To get a better perspective, I’ve been reading. You might consider doing the same — in particular reading Tyler Cowen, a cultural economist and professor at George Mason University, whose latest book is “The Complacent Class: The Self-defeating Quest for the American Dream.”

Cowen defines “complacent” as resisting things new, different, or challenging, and he sees this stasis occurring across the board, no matter the difference in income, education, or opportunity. As a society, we’ve become this way because, in general, we have “peace” and compared to many in the world, “high incomes.”

Cowen sees evidence of this acceptance of the status quo by pointing out that Americans are more likely to stay physically put: they’re less likely to switch jobs, move around the country, or even leave the house. He points out there has been a decline in start-ups since the 1990s; there are fewer unicorn miracle growth firms, less corporate churn and turnovers.
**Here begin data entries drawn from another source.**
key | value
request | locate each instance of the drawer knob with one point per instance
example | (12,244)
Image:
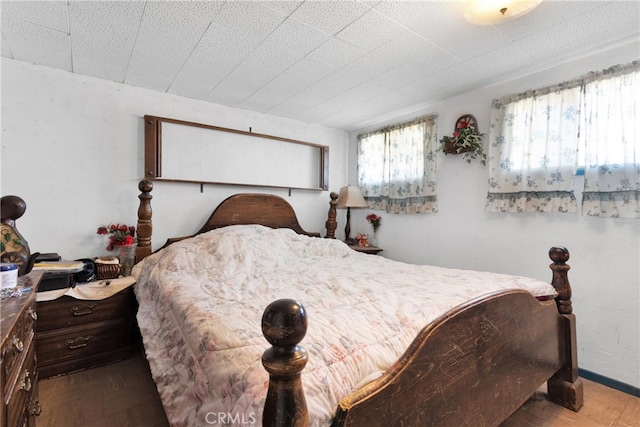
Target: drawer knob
(18,345)
(78,342)
(82,310)
(36,408)
(25,381)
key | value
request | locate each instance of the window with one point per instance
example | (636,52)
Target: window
(397,167)
(540,139)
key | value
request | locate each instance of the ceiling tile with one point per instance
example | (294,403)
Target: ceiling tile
(329,16)
(340,63)
(370,31)
(160,54)
(225,45)
(103,35)
(36,44)
(49,14)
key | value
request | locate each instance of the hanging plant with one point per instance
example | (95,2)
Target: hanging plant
(466,140)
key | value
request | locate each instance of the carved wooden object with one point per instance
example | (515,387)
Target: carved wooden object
(565,387)
(13,247)
(144,227)
(332,223)
(284,325)
(475,365)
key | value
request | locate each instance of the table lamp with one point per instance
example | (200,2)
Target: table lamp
(350,197)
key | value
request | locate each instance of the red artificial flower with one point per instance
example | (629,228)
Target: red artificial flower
(119,235)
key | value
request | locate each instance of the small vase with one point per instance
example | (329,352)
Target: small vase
(127,257)
(373,241)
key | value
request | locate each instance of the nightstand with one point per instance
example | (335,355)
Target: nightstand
(18,369)
(372,250)
(75,334)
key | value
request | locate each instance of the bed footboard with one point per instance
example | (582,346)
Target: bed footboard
(475,365)
(284,325)
(565,387)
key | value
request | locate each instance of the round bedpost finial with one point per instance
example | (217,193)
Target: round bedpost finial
(560,280)
(12,208)
(332,223)
(145,186)
(284,325)
(559,254)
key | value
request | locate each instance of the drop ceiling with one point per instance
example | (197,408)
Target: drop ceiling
(342,64)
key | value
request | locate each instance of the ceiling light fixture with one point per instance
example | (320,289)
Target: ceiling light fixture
(490,12)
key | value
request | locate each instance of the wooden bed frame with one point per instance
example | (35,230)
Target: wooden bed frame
(475,365)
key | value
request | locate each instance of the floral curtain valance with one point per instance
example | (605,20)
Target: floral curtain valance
(539,139)
(397,167)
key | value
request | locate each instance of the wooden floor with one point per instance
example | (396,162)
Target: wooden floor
(123,394)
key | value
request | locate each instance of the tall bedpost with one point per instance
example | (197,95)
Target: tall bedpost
(332,223)
(284,325)
(144,228)
(565,387)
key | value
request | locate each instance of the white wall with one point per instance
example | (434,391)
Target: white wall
(72,148)
(605,252)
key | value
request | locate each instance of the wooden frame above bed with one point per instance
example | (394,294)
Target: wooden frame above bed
(474,365)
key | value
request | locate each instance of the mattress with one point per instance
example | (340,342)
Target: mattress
(201,302)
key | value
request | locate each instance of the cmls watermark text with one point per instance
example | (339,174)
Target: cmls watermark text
(226,418)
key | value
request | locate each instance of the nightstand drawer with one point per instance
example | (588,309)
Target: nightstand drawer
(67,312)
(18,341)
(81,341)
(23,391)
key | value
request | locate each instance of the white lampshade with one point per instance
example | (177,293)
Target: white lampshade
(490,12)
(351,197)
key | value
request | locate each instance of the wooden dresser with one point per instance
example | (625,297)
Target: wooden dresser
(74,334)
(18,370)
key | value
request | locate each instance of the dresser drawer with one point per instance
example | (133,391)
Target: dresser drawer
(67,312)
(81,341)
(19,338)
(24,389)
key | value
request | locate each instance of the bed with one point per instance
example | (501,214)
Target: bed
(352,339)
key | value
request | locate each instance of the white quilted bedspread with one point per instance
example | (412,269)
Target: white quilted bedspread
(202,299)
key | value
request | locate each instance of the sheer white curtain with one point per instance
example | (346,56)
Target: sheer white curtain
(539,139)
(397,167)
(611,141)
(533,151)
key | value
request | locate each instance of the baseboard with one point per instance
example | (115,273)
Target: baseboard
(609,382)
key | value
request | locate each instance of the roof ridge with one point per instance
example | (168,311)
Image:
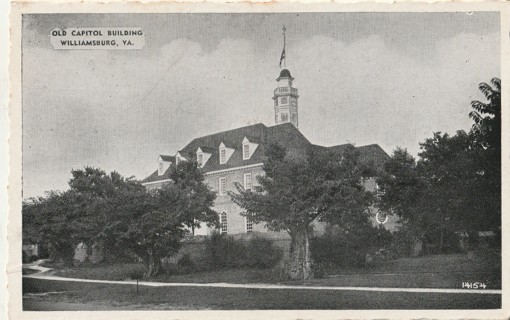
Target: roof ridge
(223,132)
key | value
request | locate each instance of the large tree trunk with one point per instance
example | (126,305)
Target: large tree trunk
(152,264)
(299,264)
(63,252)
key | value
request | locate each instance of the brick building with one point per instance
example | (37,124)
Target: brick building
(237,156)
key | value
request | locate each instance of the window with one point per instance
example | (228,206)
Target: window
(223,222)
(381,217)
(223,156)
(246,151)
(249,225)
(247,181)
(161,168)
(222,185)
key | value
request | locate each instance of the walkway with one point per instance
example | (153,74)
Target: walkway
(45,275)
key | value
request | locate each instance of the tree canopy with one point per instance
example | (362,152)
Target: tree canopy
(120,215)
(455,186)
(296,191)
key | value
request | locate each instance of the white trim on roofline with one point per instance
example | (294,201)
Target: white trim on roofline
(234,169)
(153,182)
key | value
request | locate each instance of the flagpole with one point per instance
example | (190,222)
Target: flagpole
(284,54)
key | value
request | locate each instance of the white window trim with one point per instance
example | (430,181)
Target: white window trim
(221,190)
(246,225)
(246,147)
(245,176)
(228,153)
(221,223)
(251,148)
(205,157)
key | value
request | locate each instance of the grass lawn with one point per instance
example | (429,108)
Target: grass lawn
(436,271)
(94,296)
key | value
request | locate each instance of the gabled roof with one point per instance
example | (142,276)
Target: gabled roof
(286,135)
(156,177)
(167,158)
(206,149)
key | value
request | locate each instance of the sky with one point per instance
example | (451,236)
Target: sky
(386,78)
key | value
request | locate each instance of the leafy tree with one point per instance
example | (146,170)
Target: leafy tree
(195,197)
(486,133)
(456,184)
(295,191)
(120,215)
(54,221)
(155,228)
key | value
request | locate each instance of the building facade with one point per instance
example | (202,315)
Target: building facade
(237,157)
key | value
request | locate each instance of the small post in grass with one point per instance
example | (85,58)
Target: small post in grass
(136,276)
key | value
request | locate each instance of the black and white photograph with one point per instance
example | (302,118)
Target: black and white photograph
(275,160)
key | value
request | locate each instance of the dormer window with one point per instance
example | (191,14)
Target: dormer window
(246,151)
(223,156)
(225,153)
(164,163)
(249,147)
(203,155)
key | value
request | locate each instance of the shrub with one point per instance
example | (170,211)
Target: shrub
(349,248)
(25,258)
(185,261)
(261,253)
(225,252)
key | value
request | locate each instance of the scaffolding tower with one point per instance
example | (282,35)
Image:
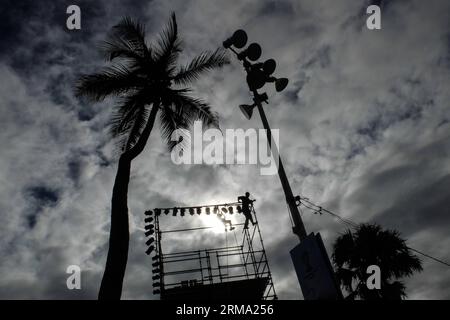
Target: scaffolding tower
(238,270)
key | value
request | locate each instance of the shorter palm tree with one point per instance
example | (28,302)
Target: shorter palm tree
(367,245)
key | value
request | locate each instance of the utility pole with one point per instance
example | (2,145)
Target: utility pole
(258,74)
(312,265)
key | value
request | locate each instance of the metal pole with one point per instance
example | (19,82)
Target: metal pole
(299,228)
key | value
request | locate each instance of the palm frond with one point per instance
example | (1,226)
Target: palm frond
(171,121)
(127,40)
(193,108)
(139,123)
(114,80)
(206,61)
(169,46)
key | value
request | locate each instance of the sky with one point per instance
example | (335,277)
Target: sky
(364,131)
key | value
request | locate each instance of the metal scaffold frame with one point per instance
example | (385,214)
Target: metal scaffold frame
(219,268)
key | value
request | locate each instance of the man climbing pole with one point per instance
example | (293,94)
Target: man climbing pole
(246,204)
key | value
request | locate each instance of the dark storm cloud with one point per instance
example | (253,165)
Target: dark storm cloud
(364,131)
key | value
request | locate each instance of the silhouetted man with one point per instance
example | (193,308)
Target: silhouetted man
(246,203)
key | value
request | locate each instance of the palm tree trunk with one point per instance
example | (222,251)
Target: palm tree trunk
(119,237)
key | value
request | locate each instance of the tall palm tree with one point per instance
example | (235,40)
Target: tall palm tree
(146,79)
(369,245)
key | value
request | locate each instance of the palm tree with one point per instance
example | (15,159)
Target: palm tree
(369,245)
(145,79)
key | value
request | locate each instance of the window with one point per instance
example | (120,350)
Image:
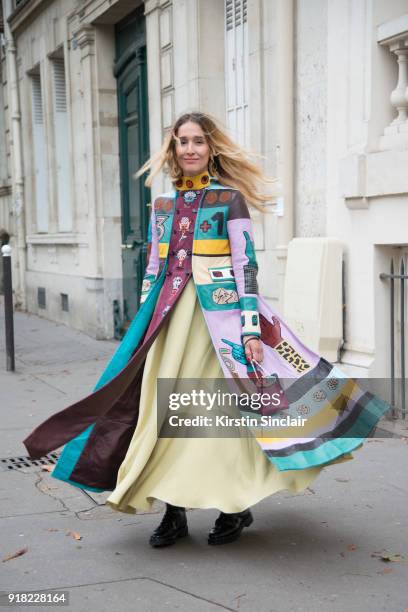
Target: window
(61,131)
(236,62)
(40,159)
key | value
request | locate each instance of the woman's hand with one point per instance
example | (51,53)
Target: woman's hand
(253,348)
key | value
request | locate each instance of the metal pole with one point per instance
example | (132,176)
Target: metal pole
(8,306)
(394,410)
(402,339)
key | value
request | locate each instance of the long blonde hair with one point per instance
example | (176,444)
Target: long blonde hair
(229,162)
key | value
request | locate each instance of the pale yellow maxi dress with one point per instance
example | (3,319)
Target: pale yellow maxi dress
(229,474)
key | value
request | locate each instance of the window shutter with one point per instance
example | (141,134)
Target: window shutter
(61,131)
(40,158)
(236,62)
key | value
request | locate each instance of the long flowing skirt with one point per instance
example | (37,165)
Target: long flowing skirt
(230,474)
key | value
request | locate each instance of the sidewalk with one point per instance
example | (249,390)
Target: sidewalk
(318,550)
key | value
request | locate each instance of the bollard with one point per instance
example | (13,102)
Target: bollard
(8,306)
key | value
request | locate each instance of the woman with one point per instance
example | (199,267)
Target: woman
(201,317)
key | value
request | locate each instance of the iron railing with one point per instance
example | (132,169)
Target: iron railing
(396,410)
There’s much more pairing, also, of like with like, especially in terms of income, and here he points to segregation by income as a huge problem in our most influential cities. In other words, rents in cities are so high only the upwardly mobile and well-to-do can afford to live there, thus making it no longer the place where poor, rural people used to flee in order to “get ahead” in the world. Urban progress isn’t “transformational” but gentrification.
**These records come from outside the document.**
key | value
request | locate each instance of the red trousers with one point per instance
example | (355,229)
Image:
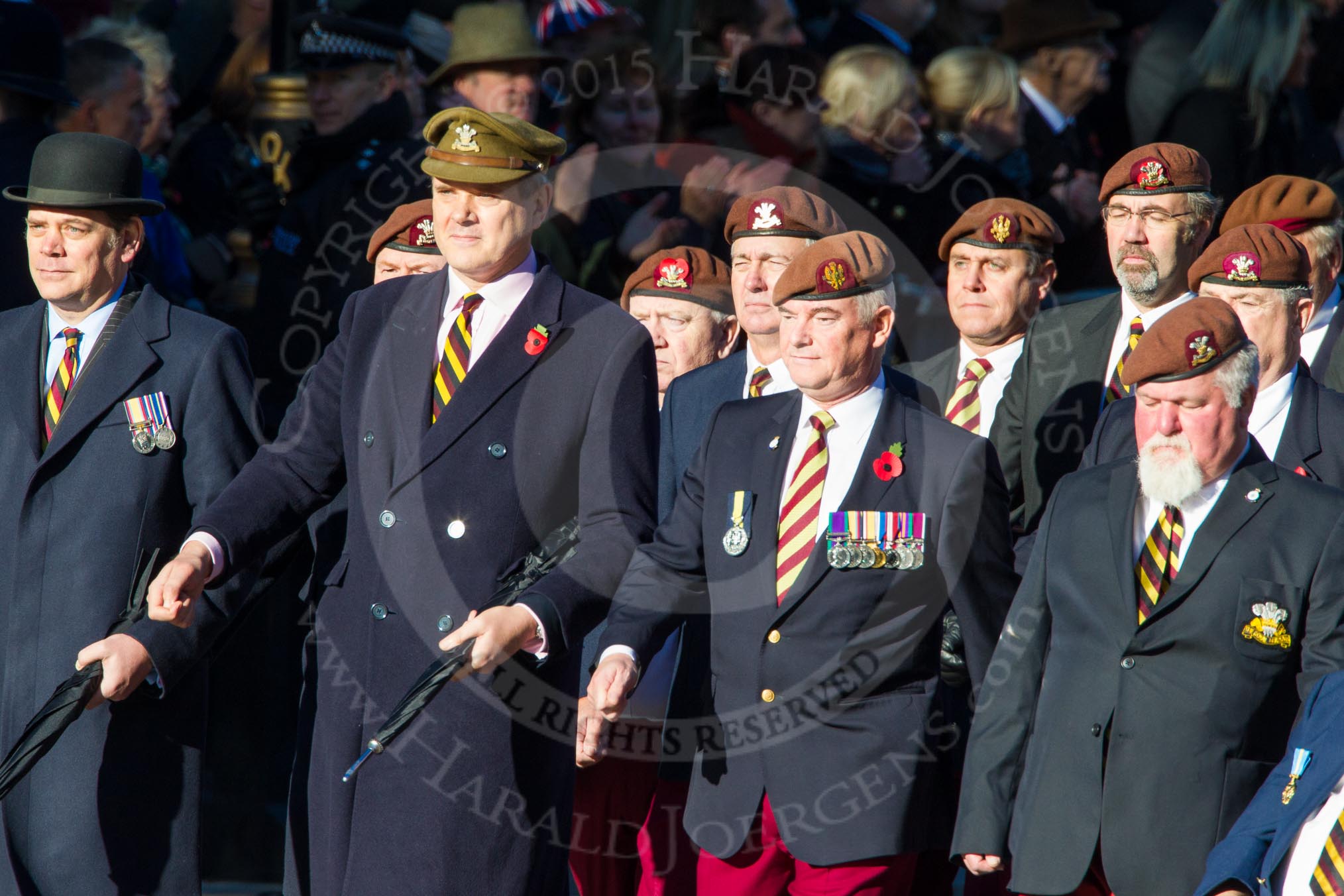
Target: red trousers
(628,837)
(765,866)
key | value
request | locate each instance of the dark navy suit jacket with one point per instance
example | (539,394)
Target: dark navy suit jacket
(1264,836)
(852,661)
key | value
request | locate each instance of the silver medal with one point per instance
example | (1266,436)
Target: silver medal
(736,540)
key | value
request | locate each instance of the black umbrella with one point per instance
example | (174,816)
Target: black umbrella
(554,550)
(72,695)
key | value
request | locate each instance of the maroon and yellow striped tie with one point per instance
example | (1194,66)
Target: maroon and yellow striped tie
(964,405)
(1159,561)
(801,507)
(1328,876)
(452,363)
(759,379)
(61,384)
(1116,388)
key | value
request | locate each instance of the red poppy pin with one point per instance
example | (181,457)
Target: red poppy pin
(537,340)
(889,464)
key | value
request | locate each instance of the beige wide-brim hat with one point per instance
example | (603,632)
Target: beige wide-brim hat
(486,32)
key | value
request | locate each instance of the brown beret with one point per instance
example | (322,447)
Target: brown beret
(1186,341)
(836,268)
(783,211)
(1253,256)
(409,229)
(1003,223)
(682,272)
(1154,170)
(1286,202)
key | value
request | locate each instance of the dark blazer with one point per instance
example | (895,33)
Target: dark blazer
(687,409)
(115,807)
(1184,714)
(1312,442)
(527,442)
(851,656)
(1262,837)
(1052,401)
(940,375)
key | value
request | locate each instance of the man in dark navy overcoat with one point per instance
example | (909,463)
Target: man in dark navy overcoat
(91,485)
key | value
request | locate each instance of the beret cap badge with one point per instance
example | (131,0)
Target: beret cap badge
(765,217)
(1149,174)
(674,273)
(1000,227)
(465,139)
(1242,268)
(1201,349)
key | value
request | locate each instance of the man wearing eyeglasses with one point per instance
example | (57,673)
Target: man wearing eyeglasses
(1158,211)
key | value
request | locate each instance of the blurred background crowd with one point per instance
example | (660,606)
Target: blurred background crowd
(281,136)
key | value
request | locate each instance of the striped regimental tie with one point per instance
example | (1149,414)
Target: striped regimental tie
(1159,561)
(759,379)
(964,406)
(801,507)
(61,383)
(1116,388)
(1328,876)
(457,351)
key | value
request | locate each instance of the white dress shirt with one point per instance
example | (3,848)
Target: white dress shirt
(996,380)
(1128,311)
(1050,112)
(1194,511)
(1315,333)
(855,418)
(500,299)
(780,379)
(90,328)
(1269,413)
(1294,876)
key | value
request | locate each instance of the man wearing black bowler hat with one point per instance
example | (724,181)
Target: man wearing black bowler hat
(32,81)
(123,417)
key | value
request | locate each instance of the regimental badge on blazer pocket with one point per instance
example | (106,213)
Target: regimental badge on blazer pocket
(1266,620)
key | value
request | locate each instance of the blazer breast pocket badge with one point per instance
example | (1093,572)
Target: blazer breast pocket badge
(738,535)
(1268,626)
(875,540)
(151,425)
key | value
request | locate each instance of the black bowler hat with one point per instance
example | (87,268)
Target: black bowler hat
(32,58)
(85,171)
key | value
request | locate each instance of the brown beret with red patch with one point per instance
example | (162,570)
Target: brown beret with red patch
(1186,341)
(1253,256)
(1003,223)
(410,229)
(1289,203)
(682,272)
(836,268)
(1154,170)
(781,211)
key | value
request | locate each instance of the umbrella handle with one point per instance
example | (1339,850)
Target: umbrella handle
(374,748)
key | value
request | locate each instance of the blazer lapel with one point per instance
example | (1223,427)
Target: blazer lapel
(866,492)
(1302,438)
(412,331)
(1233,510)
(120,364)
(23,392)
(503,364)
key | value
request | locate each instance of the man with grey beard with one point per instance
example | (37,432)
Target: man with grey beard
(1158,213)
(1174,616)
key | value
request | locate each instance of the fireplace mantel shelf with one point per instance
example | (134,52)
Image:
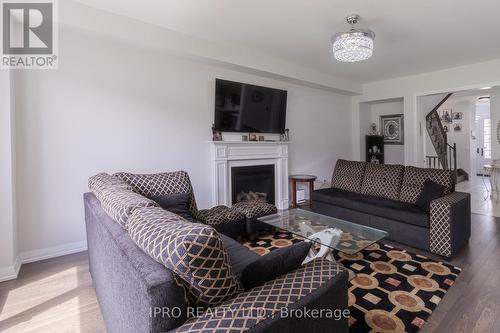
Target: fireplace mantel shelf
(228,154)
(250,142)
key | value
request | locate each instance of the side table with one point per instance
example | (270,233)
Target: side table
(301,179)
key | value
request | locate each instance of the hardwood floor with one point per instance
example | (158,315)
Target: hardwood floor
(56,295)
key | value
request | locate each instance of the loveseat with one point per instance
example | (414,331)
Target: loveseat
(139,290)
(384,197)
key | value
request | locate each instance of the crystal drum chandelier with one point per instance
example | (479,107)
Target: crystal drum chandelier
(353,45)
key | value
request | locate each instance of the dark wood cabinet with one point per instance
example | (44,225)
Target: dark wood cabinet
(375,148)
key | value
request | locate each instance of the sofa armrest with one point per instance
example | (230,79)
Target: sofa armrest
(320,285)
(450,223)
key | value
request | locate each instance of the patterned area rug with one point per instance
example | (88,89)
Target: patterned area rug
(393,291)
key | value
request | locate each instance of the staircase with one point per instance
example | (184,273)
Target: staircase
(446,154)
We’re complacent about our physical world and its infrastructure as well. Traffic clogs freeways; airplane travel is slower; passenger trains aren’t increasing and bus lines are being shut down. We want to stay at home and bring whatever we want in via the Internet: buy books, clothes, food, anything without leaving our computers. Symbolically, we see the truth of our passivity in the demise of car culture. Only about half of the Millennial generation bothers to get a driver’s license by age 18, whereas in 1983, 69 percent of 17 year olds had a license. Teens today express themselves through their phones: different brands, covers, and apps. Cowen concludes rhetorically, “The driver of the American car used to drive an entire economy, but now the driver will be passive, and what will the culture become?”

The fact is only about 8 percent of the American workforce is employed in manufacturing and virtually all analysts, Cowen says, expect this percentage to decline even more because of automation. Most research and development in manufacturing focuses on innovations in tech devices which displaces many workers.
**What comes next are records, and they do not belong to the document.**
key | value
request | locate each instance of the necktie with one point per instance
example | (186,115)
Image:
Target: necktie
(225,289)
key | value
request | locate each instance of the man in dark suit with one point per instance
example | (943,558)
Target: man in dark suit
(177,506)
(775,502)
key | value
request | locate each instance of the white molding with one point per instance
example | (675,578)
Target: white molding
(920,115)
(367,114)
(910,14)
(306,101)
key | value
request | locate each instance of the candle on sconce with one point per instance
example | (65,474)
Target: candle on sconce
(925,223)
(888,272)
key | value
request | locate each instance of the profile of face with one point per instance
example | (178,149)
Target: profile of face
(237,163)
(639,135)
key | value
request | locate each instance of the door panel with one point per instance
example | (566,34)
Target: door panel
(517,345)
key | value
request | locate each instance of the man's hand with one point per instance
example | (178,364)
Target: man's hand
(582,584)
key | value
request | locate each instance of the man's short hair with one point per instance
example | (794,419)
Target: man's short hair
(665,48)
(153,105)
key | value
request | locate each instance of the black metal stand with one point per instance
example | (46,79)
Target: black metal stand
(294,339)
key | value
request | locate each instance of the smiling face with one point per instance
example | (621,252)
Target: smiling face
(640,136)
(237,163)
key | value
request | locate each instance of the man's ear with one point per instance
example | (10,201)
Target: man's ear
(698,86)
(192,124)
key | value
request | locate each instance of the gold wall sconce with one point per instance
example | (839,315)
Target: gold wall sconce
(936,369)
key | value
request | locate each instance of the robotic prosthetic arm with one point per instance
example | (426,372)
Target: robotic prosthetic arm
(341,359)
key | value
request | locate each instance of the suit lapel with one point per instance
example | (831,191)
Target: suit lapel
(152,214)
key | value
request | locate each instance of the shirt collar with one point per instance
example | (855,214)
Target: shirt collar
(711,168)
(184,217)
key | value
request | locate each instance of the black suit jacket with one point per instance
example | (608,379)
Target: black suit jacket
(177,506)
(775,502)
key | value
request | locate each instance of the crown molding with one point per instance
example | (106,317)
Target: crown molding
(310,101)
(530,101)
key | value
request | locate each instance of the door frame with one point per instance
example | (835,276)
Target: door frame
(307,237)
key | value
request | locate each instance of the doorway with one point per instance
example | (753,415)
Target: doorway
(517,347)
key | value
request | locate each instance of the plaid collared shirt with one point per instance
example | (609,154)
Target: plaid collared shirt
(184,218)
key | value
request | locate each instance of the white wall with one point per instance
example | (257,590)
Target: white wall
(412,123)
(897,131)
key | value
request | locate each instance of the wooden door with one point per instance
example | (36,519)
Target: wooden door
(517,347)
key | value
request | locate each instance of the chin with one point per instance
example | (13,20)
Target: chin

It may sound counter-intuitive, but Cowen says America can’t grow at 10 percent a year, or 5 percent, (or even Trump’s espoused 4 percent) no matter what policies it may adopt, because as a nation we’re at the “technological frontier” — we can’t borrow from more advanced nations in technology because there are none. So we’re stymied as well as static.

Ursula Carlson, Ph.D., is professor emerita at Western Nevada College.